Integrable Hamiltonian systems

Course Code :2600WETIHS
Study domain:Mathematics
Academic year:2020-2021
Semester:1st semester
Contact hours:60
Study load (hours):168
Contract restrictions: No contract restriction
Language of instruction:English
Exam period:exam in the 1st semester
Lecturer(s)Sonja Hohloch

3. Course contents *

  1. Definition of Hamiltonian systems, basic properties & examples.
  2. Integrability in finite dimensions (Frobenius, Liouville, more general notions), basic properties, examples.

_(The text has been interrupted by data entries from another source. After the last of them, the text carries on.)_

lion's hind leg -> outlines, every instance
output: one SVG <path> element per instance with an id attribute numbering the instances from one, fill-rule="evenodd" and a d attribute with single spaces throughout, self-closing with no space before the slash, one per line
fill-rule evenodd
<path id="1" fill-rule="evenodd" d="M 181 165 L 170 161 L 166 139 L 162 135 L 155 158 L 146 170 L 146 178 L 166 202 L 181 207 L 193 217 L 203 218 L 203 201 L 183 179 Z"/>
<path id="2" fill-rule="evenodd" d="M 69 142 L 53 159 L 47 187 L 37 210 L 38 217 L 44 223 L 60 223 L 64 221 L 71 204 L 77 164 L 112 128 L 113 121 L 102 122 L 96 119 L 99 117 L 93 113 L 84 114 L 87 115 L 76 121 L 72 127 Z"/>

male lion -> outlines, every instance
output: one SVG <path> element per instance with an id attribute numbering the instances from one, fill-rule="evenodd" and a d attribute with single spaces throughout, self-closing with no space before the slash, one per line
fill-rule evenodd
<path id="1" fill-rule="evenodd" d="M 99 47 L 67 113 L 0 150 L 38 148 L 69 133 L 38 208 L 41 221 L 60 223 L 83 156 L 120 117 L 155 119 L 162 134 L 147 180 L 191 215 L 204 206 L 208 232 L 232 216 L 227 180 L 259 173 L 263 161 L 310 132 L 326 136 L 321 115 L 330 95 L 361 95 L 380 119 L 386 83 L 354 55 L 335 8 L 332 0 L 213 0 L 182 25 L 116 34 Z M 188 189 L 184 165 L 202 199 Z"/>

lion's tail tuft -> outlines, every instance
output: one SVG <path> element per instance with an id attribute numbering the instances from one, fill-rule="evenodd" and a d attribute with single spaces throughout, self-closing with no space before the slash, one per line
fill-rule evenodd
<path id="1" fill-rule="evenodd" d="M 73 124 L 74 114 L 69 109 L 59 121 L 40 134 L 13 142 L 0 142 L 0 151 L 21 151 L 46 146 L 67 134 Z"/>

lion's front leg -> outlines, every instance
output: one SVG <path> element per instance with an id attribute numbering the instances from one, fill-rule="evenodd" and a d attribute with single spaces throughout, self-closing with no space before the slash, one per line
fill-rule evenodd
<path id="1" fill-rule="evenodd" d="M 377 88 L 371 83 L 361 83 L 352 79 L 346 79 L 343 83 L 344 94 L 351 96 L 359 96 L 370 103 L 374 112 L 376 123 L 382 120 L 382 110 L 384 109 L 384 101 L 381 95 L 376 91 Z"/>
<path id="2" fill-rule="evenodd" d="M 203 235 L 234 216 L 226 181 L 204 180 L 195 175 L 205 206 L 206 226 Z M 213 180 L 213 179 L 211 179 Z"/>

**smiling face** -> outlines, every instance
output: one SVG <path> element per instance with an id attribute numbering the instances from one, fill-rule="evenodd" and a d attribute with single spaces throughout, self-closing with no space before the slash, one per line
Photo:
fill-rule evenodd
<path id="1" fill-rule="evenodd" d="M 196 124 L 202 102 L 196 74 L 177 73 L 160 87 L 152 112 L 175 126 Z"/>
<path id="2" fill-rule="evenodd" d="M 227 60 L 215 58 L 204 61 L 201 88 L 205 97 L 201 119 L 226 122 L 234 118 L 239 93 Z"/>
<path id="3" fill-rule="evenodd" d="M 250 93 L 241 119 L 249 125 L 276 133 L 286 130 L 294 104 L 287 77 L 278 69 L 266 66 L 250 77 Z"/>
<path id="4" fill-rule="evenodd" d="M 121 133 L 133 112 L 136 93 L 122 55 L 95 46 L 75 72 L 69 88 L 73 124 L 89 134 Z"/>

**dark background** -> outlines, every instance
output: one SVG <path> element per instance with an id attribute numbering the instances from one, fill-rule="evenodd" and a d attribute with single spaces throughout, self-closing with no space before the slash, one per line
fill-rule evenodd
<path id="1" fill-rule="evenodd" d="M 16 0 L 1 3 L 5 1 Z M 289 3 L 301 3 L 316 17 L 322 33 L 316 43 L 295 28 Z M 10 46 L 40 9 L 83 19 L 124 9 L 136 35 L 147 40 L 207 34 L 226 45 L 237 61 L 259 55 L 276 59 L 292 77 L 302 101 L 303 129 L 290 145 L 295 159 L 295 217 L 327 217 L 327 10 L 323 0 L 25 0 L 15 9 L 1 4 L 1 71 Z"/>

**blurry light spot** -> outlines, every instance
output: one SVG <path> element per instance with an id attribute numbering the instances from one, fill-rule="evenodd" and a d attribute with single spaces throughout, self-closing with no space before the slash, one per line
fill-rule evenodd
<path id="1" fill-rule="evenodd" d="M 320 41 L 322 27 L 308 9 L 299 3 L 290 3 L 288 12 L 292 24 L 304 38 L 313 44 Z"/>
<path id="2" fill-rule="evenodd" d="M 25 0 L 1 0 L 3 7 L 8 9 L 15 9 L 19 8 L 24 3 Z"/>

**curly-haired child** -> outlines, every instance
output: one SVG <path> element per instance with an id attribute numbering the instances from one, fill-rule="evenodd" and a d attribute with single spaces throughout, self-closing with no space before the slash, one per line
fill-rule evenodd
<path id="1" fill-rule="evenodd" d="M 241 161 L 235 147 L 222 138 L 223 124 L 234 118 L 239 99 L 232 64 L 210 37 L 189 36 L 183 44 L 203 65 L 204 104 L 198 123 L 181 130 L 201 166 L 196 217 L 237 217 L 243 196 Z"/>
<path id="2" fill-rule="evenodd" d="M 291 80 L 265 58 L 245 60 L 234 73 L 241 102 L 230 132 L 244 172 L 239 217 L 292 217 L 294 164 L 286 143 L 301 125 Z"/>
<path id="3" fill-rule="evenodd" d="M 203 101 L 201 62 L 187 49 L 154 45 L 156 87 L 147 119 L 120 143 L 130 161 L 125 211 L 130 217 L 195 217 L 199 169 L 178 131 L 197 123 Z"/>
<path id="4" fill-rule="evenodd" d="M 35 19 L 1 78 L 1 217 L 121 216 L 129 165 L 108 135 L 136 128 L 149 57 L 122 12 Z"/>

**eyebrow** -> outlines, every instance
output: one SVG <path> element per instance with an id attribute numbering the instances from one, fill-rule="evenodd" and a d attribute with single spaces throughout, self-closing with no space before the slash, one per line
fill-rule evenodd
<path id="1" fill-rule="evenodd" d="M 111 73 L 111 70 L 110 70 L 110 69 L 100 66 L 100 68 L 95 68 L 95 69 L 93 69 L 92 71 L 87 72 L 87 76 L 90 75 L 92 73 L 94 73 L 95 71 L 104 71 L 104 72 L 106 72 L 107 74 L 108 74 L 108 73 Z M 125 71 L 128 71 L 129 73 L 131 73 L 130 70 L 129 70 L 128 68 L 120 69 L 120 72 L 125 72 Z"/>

  3. Important examples of integrable systems in mathematics and physics: Spherical pendulum, rigid body, top (Lagrange, Euler, Kovalevskaya), coupled spin oscillators, coupled angular momenta...
  4. Local behaviour (regular points): Theorem of Arnold-Liouville, transformation to action-angle coordinates.

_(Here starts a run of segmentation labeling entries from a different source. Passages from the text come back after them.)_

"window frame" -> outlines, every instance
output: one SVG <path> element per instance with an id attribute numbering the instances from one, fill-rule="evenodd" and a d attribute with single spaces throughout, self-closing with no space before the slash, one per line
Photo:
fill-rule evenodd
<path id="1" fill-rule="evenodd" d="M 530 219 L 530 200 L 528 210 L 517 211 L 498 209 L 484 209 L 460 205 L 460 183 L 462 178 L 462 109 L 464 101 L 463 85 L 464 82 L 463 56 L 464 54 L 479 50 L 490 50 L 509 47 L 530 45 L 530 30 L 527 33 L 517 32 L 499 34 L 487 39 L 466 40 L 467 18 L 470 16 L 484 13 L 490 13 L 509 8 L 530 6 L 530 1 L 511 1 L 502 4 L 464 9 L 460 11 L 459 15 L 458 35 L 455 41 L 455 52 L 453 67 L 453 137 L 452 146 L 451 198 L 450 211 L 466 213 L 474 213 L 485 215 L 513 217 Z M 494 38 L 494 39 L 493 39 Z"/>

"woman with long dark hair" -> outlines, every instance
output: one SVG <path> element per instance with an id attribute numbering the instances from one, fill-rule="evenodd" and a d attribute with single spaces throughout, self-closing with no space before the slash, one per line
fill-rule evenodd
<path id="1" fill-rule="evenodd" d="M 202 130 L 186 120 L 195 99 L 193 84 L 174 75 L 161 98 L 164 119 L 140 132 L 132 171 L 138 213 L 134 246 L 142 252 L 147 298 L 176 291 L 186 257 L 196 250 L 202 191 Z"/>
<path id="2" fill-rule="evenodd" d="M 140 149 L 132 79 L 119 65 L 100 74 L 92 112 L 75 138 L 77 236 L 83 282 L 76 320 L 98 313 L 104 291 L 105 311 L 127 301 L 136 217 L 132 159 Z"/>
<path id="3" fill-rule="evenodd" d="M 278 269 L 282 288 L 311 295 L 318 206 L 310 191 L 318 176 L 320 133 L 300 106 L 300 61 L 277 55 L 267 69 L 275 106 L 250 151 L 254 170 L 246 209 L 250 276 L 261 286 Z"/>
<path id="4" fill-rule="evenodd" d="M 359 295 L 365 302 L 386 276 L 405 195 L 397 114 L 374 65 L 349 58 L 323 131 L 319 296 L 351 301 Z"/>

  5. Local behaviour (singular points): local normal form of Eliasson-Miranda-Zung for nondegenerate singular points in terms of hyperbolic, elliptic, and focus-focus components.
  6. Toric systems: Symplectic classification by Delzant by means of polygons.
  7. Semitoric systems: properties and interaction with the topology and geometry of the underlying manifold.
  8. Integrability in infinite dimensions ("integrable Hamiltonian partial differential equations"): motivation and important examples (Korteweg-de Vries, Sine-Gordon, Nonlinear Schrödinger equation).